What is Venezuela’s future after May 20th?

According to Eugenio Martínez, after the probable victory of Maduro there will be an increase in migration and economic sanctions to the national executive

What is Venezuela’s future after May 20?

Many questions continue to arise around the political and social future of Venezuela. Beyond the news context generated by the "doubtful" call for elections in advance by the National Constituent Assembly (ANC) and endorsed by the National Electoral Council (CNE), the general doubt in this situation is: what will happen after May?

Leer en español: ¿Cuál es el futuro de Venezuela después del 20 de mayo?

According to Eugenio Martínez, a journalist specializing in politics and electoral processes, it is likely that the winner of the May 20 elections will be Nicolás Maduro, giving way to a radicalization in the political arena of a relegitimized Chavism through the electoral system.

This aspect is perhaps one of the most complex, not to understand, but to confront, because both the Venezuelan opposition movement and the international community have strongly criticized the electoral process. This process was originally planned for April 22 and then postponed to May 20. For most sectors, we are in the presence of a resounding fraud, which they refuse to recognize.

This phenomenon, of course, has generated implications in the economic field for the South American nation. Countries like the United States, Canada, the European Union, and neighbors like Panama, among other nations, have sanctioned both Nicolás Maduro, as well as different members of his cabinet with confiscations of bank accounts, and even with the restriction of economic activities with the government Venezuelan.

Martinez explains that after May 20, these sanctions could be increased by the international community for Maduro and the Venezuelan State in general. However, what Martinez foresees closer is the increase of the migratory flow of the country and later an isolation of Venezuela on the part of the neighboring nations. According to the journalist, although these disciplinary measures exist, their implementation and effect could take a long time.

It is important to note that, from the government of the United States, sanctions have been promoted on such a scale that it has restricted the negotiations of other countries with Venezuela. In fact, those nations or companies that carry out economic activities with the Maduro government will also be penalized by North America.

It should be noted that the North American nation has been one of the most concerned about the guarantees of the upcoming electoral process. US Democratic Senator Dick Durbin, who met with Nicolás Maduro at the Miraflores Palace, warned the president that if the votes do not meet international standards, they will be considered illegitimate.

Durbin himself explained: "I traveled to Caracas to better understand the conditions faced by Venezuelans and to urge President Maduro to adhere to basic democratic norms, particularly with regard to the dubious elections scheduled for May." The senator also took advantage of his visit to Venezuela to ask for the release of Mormon missionary Josh Holt, a US citizen, who has been incarcerated in the Caribbean nation for almost two years.

Comfortable opposition

Something that has generated much controversy in this call for elections in Venezuela is the position assumed by Henry Falcón. Despite having been considered as a member of the opposition of this nation, Falcón ignored the calls for non-registration of candidates. His actions have been considered, by the MUD and other political movements, as an action to support the Maduro government.
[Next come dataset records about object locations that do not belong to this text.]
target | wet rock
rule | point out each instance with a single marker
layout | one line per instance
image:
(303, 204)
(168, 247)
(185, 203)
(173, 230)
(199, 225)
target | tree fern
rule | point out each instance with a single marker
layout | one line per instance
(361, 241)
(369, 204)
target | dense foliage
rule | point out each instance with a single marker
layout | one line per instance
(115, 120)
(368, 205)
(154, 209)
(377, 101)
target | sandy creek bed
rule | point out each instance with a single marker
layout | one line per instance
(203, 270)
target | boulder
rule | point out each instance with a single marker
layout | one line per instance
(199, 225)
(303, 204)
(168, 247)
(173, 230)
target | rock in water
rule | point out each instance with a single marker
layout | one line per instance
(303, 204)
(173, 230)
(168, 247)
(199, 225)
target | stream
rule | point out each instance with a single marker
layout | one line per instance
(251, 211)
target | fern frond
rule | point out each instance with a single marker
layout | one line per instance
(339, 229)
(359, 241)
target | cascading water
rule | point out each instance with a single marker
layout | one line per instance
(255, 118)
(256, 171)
This situation, according to Martinez, could also give way to the birth of a "more comfortable" opposition for the current Venezuelan regime. This "new" opposition on the part of Falcón and other actors is being formed with "strange parliamentary alliances", like that of Timoteo Zambrano.

"This would give way to the statements of Zapatero, who spoke of a coalition government, probably ended up materializing with Henry Falcón or with some of the members of his campaign command," Martinez said.

This situation would lead to a question about the position that the international community would assume, with the presence of a rising opposition inside the government or with greater empathy with the government of Nicolás Maduro.

Venezuelans without Venezuela

Another factor attributed by Martínez and other political and social analysts, regarding the future of Venezuela is the growth of the migratory wave. The traveling of Venezuelan citizens to other countries would increase because of the restrictive measures that could come in Maduro's new mandate, as well as the possible future consequences that the sanctions applied to the country could bring.

Although it is very difficult to guess the future, certain signs lead us to think what could be the closest future for Venezuela. The most important detail will be in the response of the international community. The latter received a call from members of the Supreme Court of Justice and the National Assembly in exile, who presented evidence implicating the Venezuelan president in corruption cases. With this evidence, they ask Interpol to capture Maduro.

Latin American Post | Julio Abella
Translated from “¿Cuál es el futuro de Venezuela después del 20 de mayo?”